Accreditation Status is awarded for four years, subject to the maintenance of standards. The Hospital Survey Report that accompanies each accreditation decision is a valuable educational resource for the organization. It details those areas where the facility’s performance is commendable or needs improvement, and includes recommendations on how to meet or exceed the standards. After achieving Accreditation Status, the onus is on the healthcare facility concerned to maintain and further improve the level of performance, in accordance with the MSQH accreditation standards, which are also constantly being reviewed and updated.

A facility which has been awarded a four-year accreditation status is expected to submit two (2) progress reports to MSQH, the first at twelve (12) months and the second at thirty six (36) months from the date of  survey. While at the twenty four (24) months, a Surprise Surveillance Survey will be conducted. The Compliance Report documents for each Service contains the actions which have been taken to address surveyor comments and recommendations to improve compliance with the standards, and also includes the facility’s current assessment on the status of compliance at the time of reporting. It is mandatory to report on every standard and criteria which had been rated as 1 or 2 at the previous survey.

These reports will be reviewed by MSQH technical officers and the Executive Manager Technical and Client Services. Acceptance of the report will be based on the completeness and evidence of compliance provided.

A Surprise Surveillance Survey will be conducted at any time during the 24th months of the accreditation period, on notification by MSQH of its intention. The Facility is given a written notice fourteen (14) days before the date of the visit. The Surprise Surveillance Survey will be subsequently at the convenience of the MSQH (see Appendix IV).

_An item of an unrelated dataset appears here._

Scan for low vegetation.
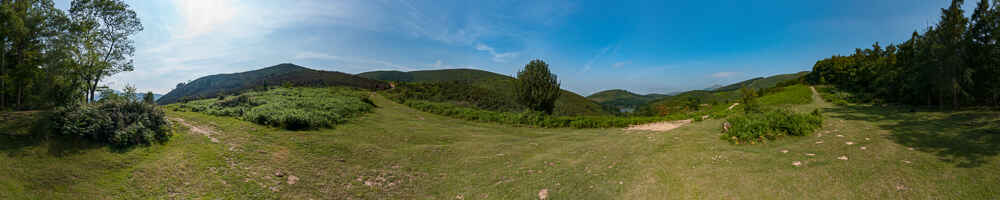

In addition to regularly scheduled surveys, the MSQH reserves the right to re-survey a facility at any time in the event of the following conditions: 

  • When MSQH has reason(s) to believe that a significant breach of compliance to the standards has occurred in the facility;
  • When MSQH is advised of significant changes in the organization, e.g. change of ownership or managerial control, situation of acquisition or merger, or when the facility undergoes major infrastructure changes.

On notification by MSQH of its intention to re-survey, the healthcare facility is given a written notice to accept the re-survey within fourteen (14) days of the date of notice. The survey will subsequently be scheduled at the convenience of the MSQH. Failure to accept the re-survey will result in the withdrawal of accreditation status.